[title]
Depois de Setembro, o Douro renasce de outra forma. As uvas estão colhidas, as videiras mais leves e o ritmo da terra abranda, como se ela respirasse mais devagar. As encostas vestem-se de tons acobreados e amarelos torrados, numa paleta de cores assinada por um Outono que chega brando e se deita sobre o Alto Douro Vinhateiro como um gato que se estica ao sol. A terra está húmida debaixo dos pés à hora que chegamos. Choveu nessa manhã, mas um espevitado sol de Inverno convenceu toda a gente a instalar-se na esplanada da Cantina de Ventozelo, o restaurante da quinta duriense com o mesmo nome, com vista para os socalcos. E em todas as mesas pediu-se o mesmo: o menu Azeite Novo, inspirado no azeite resultante da apanha, por varejo manual, que acontecera poucos dias antes na propriedade.
Disponível ao almoço e ao jantar, o menu pensado pelo chef José Guedes está dividido em quatro momentos, antecedidos por um couvert que enche o olho e a barriga mal nos sentamos à mesa. As azeitonas gulosas pedem para serem devoradas com sofreguidão e o pão com pedaços de azeitona para ser mergulhado no pratinho com o azeite novo. De almotolia na mão, a tradicional vasilha em alumínio destinada ao transporte e armazenamento de azeite, um dos funcionários diz-nos que este é “mais picante e com um forte sabor a noz e a amêndoa e a fruta verde”. Confere. Permanece na boca durante bastante tempo, com um bom equilíbrio entre a sua acidez e o seu lado mais frutado.
Nos cerca de 20 hectares de olival da Quinta de Ventozelo, um dos mais extensos do Douro, crescem as principais variedades autóctones da região, como a Madural, a Negrinha de Freixo, a Galega, a Cobrançosa e a Verdeal transmontana. E as diferentes altitudes, tipos de solo e exposições solares contribuem para a produção do Azeite Virgem de Ventozelo e do Azeite Essência de Ventozelo, este mais aveludado, que podem ser comprados na mercearia da quinta, online ou em lojas gourmet, como o supermercado do El Corte Inglès (16€ e 21,50€).
Celebrar tradições, valorizar produtos
“Queríamos valorizar o produto, proporcionar uma experiência pedagógica ao cliente”, começa por contar José Guedes, o chef, sobre a iniciativa que perdurará enquanto houver stock de azeite novo. “E tentámos fazer isso através da forma como o azeite se manifesta nos diferentes pratos”. Juntamente com o cesto de pão, chega a bola de azeite, húmida e fofa, e a laranja fidalga, com este fruto autóctone regado por um fio de azeite. A entrada escolhida para dar início à refeição é uma perdiz de escabeche com pão de entre-lenha de Ervedosa. “O azeite é importantíssimo no escabeche de perdiz, por exemplo, que é um animal de caça e estamos na época dela”, explica.

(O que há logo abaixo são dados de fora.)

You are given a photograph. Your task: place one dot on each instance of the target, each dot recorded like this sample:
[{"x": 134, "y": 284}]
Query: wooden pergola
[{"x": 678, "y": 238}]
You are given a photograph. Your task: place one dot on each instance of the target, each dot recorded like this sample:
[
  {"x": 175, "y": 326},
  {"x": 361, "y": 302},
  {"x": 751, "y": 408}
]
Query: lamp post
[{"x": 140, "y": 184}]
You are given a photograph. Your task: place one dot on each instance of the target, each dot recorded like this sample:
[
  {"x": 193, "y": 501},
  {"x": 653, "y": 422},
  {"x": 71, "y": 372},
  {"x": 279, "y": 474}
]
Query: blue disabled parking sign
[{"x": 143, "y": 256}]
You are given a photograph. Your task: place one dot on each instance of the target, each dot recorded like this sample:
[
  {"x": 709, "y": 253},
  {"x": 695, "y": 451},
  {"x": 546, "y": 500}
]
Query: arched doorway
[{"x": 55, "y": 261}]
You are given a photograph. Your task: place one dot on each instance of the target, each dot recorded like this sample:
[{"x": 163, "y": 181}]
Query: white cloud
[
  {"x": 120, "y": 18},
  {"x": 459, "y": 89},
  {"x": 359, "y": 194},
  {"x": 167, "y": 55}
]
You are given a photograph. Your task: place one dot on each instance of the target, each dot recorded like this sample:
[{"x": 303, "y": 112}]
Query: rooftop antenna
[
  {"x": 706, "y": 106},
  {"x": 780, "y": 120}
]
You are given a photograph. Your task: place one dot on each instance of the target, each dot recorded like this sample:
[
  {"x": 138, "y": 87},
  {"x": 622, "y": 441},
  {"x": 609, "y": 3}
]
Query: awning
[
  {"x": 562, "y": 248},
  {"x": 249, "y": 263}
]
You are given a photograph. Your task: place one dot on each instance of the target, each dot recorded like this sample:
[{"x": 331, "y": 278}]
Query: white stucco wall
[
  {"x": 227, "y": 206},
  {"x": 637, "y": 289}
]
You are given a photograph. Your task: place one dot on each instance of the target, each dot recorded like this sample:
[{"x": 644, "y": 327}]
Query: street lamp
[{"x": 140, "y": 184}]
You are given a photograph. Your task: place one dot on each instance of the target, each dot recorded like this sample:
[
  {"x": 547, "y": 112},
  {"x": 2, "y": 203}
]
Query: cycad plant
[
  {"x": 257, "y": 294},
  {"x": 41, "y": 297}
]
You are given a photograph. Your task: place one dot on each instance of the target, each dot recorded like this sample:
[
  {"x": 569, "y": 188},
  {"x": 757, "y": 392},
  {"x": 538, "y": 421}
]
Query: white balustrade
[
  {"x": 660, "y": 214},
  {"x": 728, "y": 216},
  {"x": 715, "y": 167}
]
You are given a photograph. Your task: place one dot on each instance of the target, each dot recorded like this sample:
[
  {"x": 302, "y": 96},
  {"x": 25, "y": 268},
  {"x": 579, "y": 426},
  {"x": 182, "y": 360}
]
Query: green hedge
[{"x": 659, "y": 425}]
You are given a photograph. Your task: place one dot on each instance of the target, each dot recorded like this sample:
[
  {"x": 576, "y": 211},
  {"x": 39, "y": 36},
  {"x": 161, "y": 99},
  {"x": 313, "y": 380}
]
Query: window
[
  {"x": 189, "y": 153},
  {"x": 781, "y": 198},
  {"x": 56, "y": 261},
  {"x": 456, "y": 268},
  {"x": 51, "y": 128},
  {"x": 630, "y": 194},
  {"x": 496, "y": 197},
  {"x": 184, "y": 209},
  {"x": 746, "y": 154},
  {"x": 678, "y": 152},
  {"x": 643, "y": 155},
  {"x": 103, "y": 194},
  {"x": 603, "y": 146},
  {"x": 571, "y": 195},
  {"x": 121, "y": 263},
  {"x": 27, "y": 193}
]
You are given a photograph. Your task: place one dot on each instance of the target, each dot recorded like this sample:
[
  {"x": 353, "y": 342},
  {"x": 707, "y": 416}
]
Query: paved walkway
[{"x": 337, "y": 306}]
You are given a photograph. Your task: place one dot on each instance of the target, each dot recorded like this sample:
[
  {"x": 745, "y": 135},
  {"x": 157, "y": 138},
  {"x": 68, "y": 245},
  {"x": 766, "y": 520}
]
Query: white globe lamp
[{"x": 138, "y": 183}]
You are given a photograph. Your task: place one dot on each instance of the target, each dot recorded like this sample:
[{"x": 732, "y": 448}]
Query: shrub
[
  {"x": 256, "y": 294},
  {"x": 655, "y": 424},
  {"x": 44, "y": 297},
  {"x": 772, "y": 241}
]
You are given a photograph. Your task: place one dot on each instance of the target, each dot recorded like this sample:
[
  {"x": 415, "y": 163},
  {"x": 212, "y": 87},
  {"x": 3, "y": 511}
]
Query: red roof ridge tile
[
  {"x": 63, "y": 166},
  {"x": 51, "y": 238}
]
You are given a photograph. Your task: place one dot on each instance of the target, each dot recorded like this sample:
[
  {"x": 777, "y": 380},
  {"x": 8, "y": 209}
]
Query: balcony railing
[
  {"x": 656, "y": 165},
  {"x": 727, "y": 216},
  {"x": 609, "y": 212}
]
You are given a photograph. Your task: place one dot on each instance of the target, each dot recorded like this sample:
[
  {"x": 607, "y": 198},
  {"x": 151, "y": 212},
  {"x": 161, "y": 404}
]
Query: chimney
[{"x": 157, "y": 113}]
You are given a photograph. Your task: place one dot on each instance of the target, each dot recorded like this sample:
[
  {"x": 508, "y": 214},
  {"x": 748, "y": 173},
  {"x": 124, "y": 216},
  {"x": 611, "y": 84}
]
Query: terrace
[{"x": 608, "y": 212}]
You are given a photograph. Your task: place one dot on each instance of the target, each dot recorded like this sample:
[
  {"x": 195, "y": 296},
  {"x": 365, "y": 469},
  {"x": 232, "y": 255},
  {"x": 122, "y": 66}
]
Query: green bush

O bacalhau à lagareiro também não poderia faltar, mas, este ano, respeitou uma execução “mais tradicional”. É acompanhado de esparregado de couves que florescem na horta a poucos passos dali. Este é, aliás, um dos grandes pilares de toda a quinta, que aposta na proximidade dos produtos. Vão buscar matéria prima a produtores locais e muitos dos legumes e frutas que abastecem o restaurante vêm do pomar e da horta biológica da qual cuidam durante todo o ano. Das couves às alfaces, passando pelo aipo, funcho, beterraba, batata ou feijão verde.
A encerrar um menu que se aproxima muito de uma viagem no tempo – toda esta experiência é uma forma de relembrar as refeições que ocorriam nos lagares de azeite na altura da apanha da azeitona –, servem-nos um óptimo pudim de azeite e mel de Ventozelo. “Escolhemos o pudim de azeite e mel, tradicional dos Açores, uma receita do chef Miguel Castro e Silva, porque usa gorduras mais tradicionais”, acrescenta José Guedes. O remate de um menu que custa 55€ por pessoa já com a harmonização dos vinhos da casa incluída.
“Queremos que as pessoas se sintam envolvidas na região, na quinta, na paisagem. Que percebam mais sobre as nossas tradições, que absorvam toda esta dinâmica do azeite antigo e do azeite novo, que é extraído a frio e vai directo na vasilha para o restaurante”, conta o chef, acrescentando que no ano passado “trabalharam” o rio e tudo o que ele dá. “Dos espargos trigueiros que nascem nas margens, aos peixes, como a truta de Boticas e o lucioperca do rio Douro”. No currículo contam já com outras iniciativas, dedicadas ao tomate Coração de Boi e à época das vindimas, por exemplo.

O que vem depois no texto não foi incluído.